Definitely. I'm into, what I guess you would call, anti-poetry, now. When I started writing, I thought it was all about displaying techniques, and that you had to have stanzas and rhymes etc, I didn't realise you could subvert the whole damn thing, that a poem could be an absurd parable, a list or a marking scheme (not the first time I've referenced Matthew Welton in an interview.) I'm mainly interested in irony now and subject matters that are considered unworthy of poetry. Although I can appreciate more traditional types of poems, I like ones that don't behave like poems. I find writing poems specifically "about" something tiresome and think of writing as either play, an experiment or a delve into the subconscious. I'm also interested in insouciance, aleatory and irreverence, all of which were celebrated by The New York School of Poets. I find poems that highlight the absurdity of our rituals and mock things we hold dear infinitely more interesting than poems on nature.


Sunday, 1 November 2020

Rachel Eliza Griffiths : part three

How important is music to your poetry?

Music is essential to how poems happen in me.

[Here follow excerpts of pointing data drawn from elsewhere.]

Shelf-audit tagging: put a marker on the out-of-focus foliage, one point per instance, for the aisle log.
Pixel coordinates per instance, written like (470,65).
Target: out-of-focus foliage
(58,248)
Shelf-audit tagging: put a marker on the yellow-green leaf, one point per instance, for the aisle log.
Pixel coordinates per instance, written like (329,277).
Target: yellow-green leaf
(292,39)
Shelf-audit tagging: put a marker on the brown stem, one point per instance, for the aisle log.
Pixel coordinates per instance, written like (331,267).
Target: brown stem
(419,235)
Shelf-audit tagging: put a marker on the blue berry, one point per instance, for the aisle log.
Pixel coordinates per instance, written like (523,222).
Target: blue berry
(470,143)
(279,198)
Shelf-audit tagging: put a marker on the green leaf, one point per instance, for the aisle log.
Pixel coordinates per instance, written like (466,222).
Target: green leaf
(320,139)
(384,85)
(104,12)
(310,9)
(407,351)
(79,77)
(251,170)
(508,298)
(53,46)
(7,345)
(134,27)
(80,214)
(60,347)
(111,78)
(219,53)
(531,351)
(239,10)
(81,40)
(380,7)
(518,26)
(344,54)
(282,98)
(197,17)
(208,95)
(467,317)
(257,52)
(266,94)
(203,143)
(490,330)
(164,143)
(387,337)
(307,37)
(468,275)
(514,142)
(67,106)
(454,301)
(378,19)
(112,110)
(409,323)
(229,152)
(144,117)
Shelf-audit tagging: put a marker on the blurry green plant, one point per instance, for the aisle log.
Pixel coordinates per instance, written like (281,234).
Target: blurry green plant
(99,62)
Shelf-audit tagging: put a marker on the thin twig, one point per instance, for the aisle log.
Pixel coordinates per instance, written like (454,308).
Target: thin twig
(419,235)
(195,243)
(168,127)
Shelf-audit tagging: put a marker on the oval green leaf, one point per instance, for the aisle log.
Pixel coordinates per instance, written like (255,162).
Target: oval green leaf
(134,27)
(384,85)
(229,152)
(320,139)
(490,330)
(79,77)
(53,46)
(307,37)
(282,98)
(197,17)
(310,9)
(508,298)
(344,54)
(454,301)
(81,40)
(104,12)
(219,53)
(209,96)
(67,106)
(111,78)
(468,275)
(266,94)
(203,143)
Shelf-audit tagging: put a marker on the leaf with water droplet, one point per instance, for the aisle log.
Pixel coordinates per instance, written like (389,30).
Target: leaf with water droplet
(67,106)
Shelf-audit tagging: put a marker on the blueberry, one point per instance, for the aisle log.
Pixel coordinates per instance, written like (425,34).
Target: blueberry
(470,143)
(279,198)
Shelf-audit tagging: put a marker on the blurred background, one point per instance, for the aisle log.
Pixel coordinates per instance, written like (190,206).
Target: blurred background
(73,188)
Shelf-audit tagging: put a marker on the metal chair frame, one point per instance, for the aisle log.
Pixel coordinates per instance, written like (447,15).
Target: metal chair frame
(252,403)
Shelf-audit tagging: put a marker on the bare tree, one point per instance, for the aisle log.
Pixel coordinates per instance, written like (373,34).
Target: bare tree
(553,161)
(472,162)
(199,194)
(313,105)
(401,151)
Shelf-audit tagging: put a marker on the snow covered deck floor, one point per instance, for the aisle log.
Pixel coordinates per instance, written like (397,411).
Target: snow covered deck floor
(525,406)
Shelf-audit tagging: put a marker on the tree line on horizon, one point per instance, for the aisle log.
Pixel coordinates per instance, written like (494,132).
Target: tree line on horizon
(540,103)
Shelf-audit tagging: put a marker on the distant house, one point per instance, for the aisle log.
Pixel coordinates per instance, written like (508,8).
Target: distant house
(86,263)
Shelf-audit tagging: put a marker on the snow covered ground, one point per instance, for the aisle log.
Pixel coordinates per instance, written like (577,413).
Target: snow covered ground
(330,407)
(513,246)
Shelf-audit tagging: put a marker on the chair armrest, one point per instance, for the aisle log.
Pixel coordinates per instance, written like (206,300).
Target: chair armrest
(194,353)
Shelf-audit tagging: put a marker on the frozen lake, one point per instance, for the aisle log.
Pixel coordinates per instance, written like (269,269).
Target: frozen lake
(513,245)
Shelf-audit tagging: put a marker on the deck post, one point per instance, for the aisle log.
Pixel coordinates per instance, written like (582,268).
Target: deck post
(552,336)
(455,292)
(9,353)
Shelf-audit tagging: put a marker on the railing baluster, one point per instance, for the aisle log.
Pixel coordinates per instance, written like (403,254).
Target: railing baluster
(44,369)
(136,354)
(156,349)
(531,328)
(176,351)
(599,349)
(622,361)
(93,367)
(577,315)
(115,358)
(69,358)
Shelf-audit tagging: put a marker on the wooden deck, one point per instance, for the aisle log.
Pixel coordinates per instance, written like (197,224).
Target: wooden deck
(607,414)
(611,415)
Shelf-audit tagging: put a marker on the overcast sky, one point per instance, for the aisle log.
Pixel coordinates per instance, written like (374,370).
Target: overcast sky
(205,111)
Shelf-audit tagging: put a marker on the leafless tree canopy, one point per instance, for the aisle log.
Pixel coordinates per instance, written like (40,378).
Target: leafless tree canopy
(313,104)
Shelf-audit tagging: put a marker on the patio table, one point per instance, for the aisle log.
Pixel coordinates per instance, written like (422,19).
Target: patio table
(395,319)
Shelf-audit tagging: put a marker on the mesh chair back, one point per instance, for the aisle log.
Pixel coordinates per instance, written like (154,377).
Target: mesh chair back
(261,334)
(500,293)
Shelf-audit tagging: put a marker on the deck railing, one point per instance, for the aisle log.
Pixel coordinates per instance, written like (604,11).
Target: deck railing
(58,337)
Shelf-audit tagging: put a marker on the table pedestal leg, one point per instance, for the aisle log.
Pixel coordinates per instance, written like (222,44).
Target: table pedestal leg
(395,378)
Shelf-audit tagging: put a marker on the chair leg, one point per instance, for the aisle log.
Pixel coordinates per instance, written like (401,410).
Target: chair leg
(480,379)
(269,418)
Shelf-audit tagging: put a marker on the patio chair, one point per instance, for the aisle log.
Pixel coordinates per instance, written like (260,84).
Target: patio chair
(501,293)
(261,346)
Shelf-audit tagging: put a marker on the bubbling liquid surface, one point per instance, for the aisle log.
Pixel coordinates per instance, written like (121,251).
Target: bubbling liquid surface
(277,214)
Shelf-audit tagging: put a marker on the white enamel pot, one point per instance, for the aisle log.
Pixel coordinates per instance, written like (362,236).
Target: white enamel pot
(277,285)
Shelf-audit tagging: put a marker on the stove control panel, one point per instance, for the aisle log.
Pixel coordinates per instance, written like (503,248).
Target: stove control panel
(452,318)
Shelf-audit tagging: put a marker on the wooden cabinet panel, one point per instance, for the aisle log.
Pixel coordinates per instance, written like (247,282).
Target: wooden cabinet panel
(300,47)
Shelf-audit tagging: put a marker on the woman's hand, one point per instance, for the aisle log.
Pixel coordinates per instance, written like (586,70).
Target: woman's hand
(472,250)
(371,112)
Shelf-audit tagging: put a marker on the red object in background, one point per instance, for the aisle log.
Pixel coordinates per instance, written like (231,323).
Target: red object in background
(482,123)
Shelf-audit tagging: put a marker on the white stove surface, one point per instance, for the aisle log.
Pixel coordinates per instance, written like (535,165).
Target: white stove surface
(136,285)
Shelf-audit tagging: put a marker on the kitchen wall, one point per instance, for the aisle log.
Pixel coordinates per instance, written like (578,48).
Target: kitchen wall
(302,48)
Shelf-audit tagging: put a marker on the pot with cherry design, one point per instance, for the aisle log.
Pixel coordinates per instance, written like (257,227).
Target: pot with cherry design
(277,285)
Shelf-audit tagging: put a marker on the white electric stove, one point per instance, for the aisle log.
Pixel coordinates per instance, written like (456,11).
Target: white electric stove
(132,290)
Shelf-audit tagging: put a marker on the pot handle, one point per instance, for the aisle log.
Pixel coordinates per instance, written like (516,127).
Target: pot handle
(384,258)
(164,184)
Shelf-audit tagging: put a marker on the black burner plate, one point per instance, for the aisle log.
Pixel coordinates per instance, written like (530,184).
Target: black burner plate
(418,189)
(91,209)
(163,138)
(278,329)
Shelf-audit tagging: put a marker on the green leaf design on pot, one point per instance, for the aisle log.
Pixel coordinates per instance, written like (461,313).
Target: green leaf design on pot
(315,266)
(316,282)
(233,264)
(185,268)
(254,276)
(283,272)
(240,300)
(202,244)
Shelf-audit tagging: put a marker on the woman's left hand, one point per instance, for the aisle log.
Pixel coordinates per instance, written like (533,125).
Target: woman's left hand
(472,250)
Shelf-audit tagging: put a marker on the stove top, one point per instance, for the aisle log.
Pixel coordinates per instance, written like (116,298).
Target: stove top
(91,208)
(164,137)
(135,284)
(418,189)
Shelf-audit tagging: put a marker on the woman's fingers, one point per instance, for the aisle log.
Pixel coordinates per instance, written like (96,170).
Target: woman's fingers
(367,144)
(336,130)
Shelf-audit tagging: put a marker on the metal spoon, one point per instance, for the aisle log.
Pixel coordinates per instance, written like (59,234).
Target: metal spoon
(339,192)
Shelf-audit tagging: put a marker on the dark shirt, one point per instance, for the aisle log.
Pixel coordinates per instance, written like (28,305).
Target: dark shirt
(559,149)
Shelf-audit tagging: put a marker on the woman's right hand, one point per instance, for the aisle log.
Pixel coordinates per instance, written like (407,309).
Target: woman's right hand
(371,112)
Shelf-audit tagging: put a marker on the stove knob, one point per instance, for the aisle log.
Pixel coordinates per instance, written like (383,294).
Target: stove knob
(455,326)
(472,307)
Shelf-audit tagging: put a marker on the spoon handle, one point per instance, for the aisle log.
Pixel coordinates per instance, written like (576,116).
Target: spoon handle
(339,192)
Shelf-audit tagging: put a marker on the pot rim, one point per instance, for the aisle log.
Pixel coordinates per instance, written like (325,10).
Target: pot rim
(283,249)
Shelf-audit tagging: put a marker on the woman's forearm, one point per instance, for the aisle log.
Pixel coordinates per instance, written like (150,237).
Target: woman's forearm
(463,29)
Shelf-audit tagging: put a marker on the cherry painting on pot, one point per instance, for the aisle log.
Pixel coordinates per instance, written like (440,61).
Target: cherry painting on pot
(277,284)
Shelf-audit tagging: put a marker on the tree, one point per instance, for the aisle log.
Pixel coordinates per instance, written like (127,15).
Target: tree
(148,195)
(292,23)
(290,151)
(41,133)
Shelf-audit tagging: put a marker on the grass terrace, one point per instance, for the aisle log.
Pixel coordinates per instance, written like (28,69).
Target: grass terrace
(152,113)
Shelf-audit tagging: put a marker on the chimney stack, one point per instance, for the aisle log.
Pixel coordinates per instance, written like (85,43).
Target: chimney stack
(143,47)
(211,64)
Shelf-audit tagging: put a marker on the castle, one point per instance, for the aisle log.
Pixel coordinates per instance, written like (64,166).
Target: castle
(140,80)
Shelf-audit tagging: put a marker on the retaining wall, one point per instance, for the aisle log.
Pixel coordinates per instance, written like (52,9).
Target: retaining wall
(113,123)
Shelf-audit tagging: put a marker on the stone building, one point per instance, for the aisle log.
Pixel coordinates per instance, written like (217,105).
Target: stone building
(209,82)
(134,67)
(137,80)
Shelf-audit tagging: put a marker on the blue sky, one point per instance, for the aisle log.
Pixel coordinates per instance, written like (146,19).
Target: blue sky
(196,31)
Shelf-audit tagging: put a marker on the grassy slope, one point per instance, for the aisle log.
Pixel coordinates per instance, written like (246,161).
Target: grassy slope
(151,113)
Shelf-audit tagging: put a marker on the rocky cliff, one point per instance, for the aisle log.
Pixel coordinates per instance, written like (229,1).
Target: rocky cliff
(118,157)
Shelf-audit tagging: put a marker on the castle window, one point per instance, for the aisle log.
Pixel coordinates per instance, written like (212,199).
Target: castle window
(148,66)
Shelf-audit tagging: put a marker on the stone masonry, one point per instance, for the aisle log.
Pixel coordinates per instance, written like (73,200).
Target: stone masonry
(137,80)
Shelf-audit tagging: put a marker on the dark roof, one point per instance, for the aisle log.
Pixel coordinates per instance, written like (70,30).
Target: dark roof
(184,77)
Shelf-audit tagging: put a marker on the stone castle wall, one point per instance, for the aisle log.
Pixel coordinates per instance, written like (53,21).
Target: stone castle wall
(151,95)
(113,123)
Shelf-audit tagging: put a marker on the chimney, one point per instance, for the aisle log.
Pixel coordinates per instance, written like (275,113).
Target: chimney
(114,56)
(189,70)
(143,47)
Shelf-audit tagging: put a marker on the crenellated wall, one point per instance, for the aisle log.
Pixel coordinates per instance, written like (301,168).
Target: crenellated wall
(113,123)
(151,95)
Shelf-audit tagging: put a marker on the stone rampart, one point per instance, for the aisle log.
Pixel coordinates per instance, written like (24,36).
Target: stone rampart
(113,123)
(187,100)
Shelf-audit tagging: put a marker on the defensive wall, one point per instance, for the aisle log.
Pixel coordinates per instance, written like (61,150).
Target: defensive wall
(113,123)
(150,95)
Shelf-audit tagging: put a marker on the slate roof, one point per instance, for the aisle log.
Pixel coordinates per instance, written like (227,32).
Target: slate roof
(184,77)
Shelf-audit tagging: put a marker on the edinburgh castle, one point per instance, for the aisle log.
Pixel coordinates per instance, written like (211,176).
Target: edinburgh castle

I’d called myself a lyric poet, and I’d also say that my visual art lends itself to the space of what would be called “lyric.”  My ear is my greatest editor – actively listening helps me open and cut the language at the same time. Whenever I’m writing anything rhythm is critical. For me, voice must also be inseparable with the poem’s questions and desires articulated by language.    

Dennis Cooley : part three

Has your consideration of poetry changed since you began?

I was mature when I started seriously to write. At that point I had read and taught and read about and written about a lot of poetry, especially twentieth-century poetry, so I was exposed to much that had been done or was being done. Since then I’ve developed a stronger sense of the page as a graphic surface, the letters as scores, the text as digital creation. Poets have lived at the membrane where poetry follows the ear and the eye into music and graphic art. New constituencies have proliferated in the literary world, following their own aspirations and strategies.

There are new opportunities too. The interent has opened exciting new opportunities to do dazzling new things, or things that once could be done only at great expense and effort. In a split second you can reach audiences and in ways that only a few years ago were virtually impossible. That is really encouraging.